Forgetting the Evidence: How Sherman Lost on Obviousness Before and After LKQ

by Dennis Crouch

Dynamite Marketing, Inc. v. The WowLine, Inc., 2024-1523, 2024-1525 (Fed. Cir. Sept. 12, 2025) (non-precedential)

This case involves design patent infringement claims over the "Wallet Ninja," a credit-card-sized multi-tool covered by U.S. Patent No. D751,877.   Patentee Dynamite Marketing sued Sherman Specialty (d/b/a The WowLine, Inc.).  The case was complicated by inventorship disputes involving LaErik Cooper, a mechanical engineer who assisted in developing the design but was not named as an inventor on the patent. A jury ultimately found that Cooper was not entitled to co-inventor status, that Sherman willfully infringed the valid patent through its competing "TOL4" product line, and awarded Dynamite $1,850,000 in lost profits damages. The district court then awarded $1.54 million in attorney fees, bringing the total judgment to over $3.5 million.
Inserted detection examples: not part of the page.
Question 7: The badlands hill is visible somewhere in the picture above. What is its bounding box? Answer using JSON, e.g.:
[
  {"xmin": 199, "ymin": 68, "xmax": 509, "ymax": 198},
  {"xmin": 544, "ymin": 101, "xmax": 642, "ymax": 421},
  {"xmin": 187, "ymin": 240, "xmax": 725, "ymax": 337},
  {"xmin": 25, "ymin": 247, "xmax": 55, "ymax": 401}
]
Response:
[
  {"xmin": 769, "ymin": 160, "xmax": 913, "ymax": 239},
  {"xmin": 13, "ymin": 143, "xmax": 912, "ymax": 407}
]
On appeal, the Federal Circuit dismissed Sherman's challenge to the inventorship determination because Sherman lacked standing to appeal that issue, since it was not a party to Cooper's inventorship counterclaim and Cooper himself did not appeal his loss. The court affirmed all other aspects of the district court's decision -- including a non-obviousness finding that survived even after the Federal Circuit's intervening LKQ decision changed the legal standard for design patent obviousness.